Most recipes for Thanksgiving gravy call for the drippings from the cooked turkey, which means that a lot of fat is added just with the first ingredient. With this recipe, you can cut down on the fat significantly by using the giblets and neck from the turkey along with chicken broth. Meanwhile, the fresh herbs turn this into a rich, robust gravy that you can enjoy with a variety of tasty Thanksgiving dishes.
- Giblet stock (see directions)
- 6 cups water
- About 2 cups reduced-sodium chicken broth
- ¼ cup all-purpose flour
- ¾ cup white wine
- 1 tbsp. minced fresh herbs
- Salt and pepper to taste
- Place all the turkey giblets (except the liver) and the neck in 6 cups of water in a large saucepan. Bring the water to a boil over high heat.

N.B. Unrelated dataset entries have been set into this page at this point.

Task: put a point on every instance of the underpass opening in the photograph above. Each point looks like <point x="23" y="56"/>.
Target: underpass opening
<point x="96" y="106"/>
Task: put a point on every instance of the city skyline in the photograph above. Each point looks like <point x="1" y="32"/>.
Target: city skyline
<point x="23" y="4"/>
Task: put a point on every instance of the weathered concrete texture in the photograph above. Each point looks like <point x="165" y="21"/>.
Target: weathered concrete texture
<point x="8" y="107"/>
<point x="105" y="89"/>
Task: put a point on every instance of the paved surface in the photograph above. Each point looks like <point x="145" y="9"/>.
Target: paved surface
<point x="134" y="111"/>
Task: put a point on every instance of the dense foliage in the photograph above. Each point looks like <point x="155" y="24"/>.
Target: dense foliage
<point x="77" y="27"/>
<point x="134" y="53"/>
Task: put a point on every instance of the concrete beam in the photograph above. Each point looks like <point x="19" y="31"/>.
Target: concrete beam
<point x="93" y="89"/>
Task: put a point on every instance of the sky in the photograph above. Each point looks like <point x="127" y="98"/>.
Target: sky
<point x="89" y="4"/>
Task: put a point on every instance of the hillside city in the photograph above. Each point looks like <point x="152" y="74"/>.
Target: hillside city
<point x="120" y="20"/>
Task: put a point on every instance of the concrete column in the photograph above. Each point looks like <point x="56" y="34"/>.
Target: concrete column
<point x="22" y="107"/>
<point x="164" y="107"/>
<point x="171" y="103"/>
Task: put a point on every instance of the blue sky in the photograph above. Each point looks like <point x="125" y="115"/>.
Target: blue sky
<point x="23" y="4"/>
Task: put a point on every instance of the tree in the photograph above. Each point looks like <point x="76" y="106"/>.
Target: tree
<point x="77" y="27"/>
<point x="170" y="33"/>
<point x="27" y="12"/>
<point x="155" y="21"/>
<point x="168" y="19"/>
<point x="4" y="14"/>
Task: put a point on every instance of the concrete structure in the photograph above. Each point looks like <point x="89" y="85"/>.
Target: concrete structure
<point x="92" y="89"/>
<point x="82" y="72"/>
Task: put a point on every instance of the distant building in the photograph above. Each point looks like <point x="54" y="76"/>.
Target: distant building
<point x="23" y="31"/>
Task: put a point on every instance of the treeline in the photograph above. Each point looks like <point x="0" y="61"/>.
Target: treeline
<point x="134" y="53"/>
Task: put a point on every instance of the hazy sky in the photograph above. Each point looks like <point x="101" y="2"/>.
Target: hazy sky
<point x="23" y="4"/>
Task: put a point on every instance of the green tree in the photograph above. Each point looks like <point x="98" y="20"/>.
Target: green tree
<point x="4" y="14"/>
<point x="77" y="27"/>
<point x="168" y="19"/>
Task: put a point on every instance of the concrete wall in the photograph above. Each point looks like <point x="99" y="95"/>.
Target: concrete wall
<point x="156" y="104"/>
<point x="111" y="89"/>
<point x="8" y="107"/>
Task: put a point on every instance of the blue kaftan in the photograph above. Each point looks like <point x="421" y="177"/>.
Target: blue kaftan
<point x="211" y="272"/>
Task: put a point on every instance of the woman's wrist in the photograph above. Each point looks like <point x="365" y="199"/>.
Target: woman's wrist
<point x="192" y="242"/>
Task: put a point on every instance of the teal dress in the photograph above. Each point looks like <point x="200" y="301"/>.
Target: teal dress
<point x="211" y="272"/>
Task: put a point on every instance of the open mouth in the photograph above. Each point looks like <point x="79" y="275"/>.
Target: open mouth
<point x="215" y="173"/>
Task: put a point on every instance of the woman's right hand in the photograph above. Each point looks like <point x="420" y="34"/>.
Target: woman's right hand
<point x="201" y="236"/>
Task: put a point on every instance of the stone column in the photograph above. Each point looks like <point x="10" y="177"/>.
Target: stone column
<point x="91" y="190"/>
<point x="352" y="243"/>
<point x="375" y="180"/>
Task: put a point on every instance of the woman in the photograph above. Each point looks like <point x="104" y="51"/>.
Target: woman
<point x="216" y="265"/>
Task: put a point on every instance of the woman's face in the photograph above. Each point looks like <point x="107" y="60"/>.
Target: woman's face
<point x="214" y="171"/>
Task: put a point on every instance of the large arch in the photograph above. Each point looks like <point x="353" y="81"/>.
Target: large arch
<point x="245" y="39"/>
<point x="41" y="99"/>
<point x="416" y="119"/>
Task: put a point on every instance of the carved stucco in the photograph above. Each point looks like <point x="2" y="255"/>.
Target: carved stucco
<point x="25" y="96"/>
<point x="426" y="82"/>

- Once the water boils, reduce it to a simmer and skim any foam off of the top to discard. Continue simmering and removing any foam for one hour.
- Strain the giblets and neck over a fine-mesh sieve. This is the giblet stock.
- Once your turkey is finished cooking, take the juices from the roasting pan and pour them into a glass measuring cup. Place the cup in the freezer. This allows the fat to rise to the top.
- After about 10 minutes, remove the cup from the freezer and scoop the fat off the top and throw it away.
- Add the juices from the resting turkey to the frozen juices. Then, add the giblet stock along with enough chicken broth so that the combined liquids equal 5 cups altogether.
- In a separate bowl, whisk ½ cup of chicken broth and the flour until smooth.
- Place the roasting pan on the stove over medium-high heat and add in the white wine.
- Bring the wine to a boil and cook for about 3 minutes.
- Add the 5 cups of liquid to the pan and increase the heat to high until it boils. Whisk often as the mixture cooks for an additional 8 to 12 minutes.
- Whisk the broth and flour mixture into the pan and boil for about 2 to 3 minutes.
- Remove from the heat and pour through a fine-mesh sieve.
- Stir in the herbs along with salt and pepper to taste.
Even though cranberries are good for you, all the sugar in a typical cranberry sauce recipe makes it a pretty unhealthy addition to your meal. To keep your cranberry sauce healthy, use less sugar and rely on spices to boost the flavor profile. This recipe creates a low-calorie, high-fiber cranberry sauce that is both delicious and healthy.
- 3 large ripe pears, peeled
- 1 cup water
- ¾ cup cranberries, fresh or frozen, thawed
- 1 tbsp. sugar
- 1 tsp. ginger, minced
- ¼ tsp. salt
- 1 4-in. cinnamon stick
- Grate the pears into a large saucepan, ensuring that no seeds fall into the pan.
- Stir in the rest of the ingredients and bring the sauce to a boil.
- Once boiling, reduce the heat to a simmer.
- Cook the sauce at a simmer for about 30 minutes, stirring often to ensure the pears break down and the liquid is mostly absorbed.